Evaluation methods used for determining amount of contamination in the sediments and results
Sediment Characteristics results
Grain size distribution for the stations showed a similar result for stations 1,2, 4 and 5 with an overall domination of the fraction silt and lesser degree of clay. Largest silt content of station 1 is in the location of outlets from rivers Cakit and Körkun Creek. Station 3 was also dominated by silt but with a major component of sand as well, this station was closest to the mouth of Seyhan river. (Cevik et al. 2009.)
Organic content of the stations is highest for the stations with a major component of fines and lowest for station 3 with major sand fractions. This can be connected to the sand fractions specific surface area witch are smaller than silt and clay, also it can be connected to energy levels of the localities and different settling velocities of the fractions.
Metal contents for station 3 was in average the lowest.
Grain size for station 1-5. Cevik et al 2009.

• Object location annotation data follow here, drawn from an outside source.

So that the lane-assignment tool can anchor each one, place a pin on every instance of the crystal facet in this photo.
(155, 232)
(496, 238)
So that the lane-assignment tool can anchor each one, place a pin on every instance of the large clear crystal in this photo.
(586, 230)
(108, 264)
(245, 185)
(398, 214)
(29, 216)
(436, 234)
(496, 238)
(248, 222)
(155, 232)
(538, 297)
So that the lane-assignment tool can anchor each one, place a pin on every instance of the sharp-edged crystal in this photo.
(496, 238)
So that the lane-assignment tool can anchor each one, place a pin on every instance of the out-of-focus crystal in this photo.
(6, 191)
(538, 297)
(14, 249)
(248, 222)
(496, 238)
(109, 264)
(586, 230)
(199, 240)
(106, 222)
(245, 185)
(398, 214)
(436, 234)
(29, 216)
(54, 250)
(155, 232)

Table of mean metal (μg g−1) and organic content in % for station 1-5. Cevik et al. 2009.
Total contents
Where total content of the metals in the sediments are analysed in the lab. This does not take into account relation to any other parameters of the samples such as ex. grain size or organic matter.

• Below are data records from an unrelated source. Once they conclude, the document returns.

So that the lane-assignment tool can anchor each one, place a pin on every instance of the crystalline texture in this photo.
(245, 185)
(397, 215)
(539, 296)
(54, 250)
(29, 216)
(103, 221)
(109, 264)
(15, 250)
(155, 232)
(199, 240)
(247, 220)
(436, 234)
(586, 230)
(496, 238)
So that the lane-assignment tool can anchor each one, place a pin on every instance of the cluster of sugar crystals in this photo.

Can be misleading when just comparing values of samples from different sites and sediments. (Johannesson ,2002) That is why further methods is used to evaluate the results
Enrichment factor and Geoaccumulation index
To be able to evaluate if the total content of the metals is due to natural or anthropogenic factors the enrichment factor (EF) can be calculated and geoaccumulation index be used.
The EF is calculated by normalization using total concentrations compared to average crust or as in this study average shale concentrations (Mwamburi, 2003). Average shale is used as it is seen to be more appropriate for finer fraction samples. This is due to the fact that shale naturally integrate crustal material from different environments of the earth's surface as a sedimentary rock. The average crustal values are bulk value concentrations and does not show concentrations in relation to finer fractions. Comparison of average shale and crust shown in table below.
The elements most commonly used is Alumina or Iron.
This method is criticised by Reimann and De Caritat from 2005 as to not taking into account the regional variations that are significant. It is also suggested that concentrations should instead be compared to local backgrounds from deeper soil layers but this is also criticised that it does not take into account the difference in concentrations due to soil horizons and plants nutrition uptake affecting. They conclude that EF data should be used with more care and that regional raw data from soils might be more effective as a means to evaluate contamination levels. Since natural processes effects element ratios and thus can not be used to show contamination if not a special source for the pollutions were suspected. (Reimann et al. 2005)
Geoaccumulation index is used to compare sample concentrations to background values before the industrial revolution (Likuku et al. 2013). This can be calculated by using the geochemical background value for the element in question from average shale. This value is then adjusted using background matrix correction factor of 1,5 to account for lithogenic effects due to variations in the soils. (Çevik et al. 2009)
Table from Abrahim et al. 2008. Showing comparisons of selected element from averaged values.
Calculations of EF from Cevik et al. 2009
Calculations of geoaccumulation index from Cevic et al. 2009.
Results of EF calculations of the sediments showed that Cd had the highest with a value of 8.45 that represents moderate severe enrichment. Lower values for Cr (1.57) and Mn (1.12) represented minor enrichment.
GA Index results for the metal Cr showed moderately to strongly pollution in stations 1, 2, 4 and 5 and moderately polluted in station 3.
Enrichment factors in surface sediments of Seyhan dam. Cevik et al 2009.
Geoaccumulation Index results in sediments. Cevik et al. 2009
Statistical testing of single parameter relationships
Statistical methods were used to find out if there were any correlations between metal content and grain size or organic matter.
A Pearson multiple correlation analysis was used that measures the strength of association between two measured variables. This is shown by a linear correlation with a p value , between +1 and -1. Where 0 is no correlation and the extremes are good positive or negative correlations. (UWE, 2017)
Analyses was made that shows significant correlations, p value <0.01, between organic matter and all of the tested metals except for Na and Ca. Correlations, p value of <0.05, was also made between clay and Cr, Fe and K. Also negative correlations existed between sand fraction and Mn, Fe and K.
Table showing correlation organic matter to element content / grain size. (Çevik et al. 2009)
Sediment quality guidelines
These guidelines are used in freshwater environments to interpret sediment ecosystem health. Here probable effect concentrations and threshold effect concentrations was employed to identify harmful levels.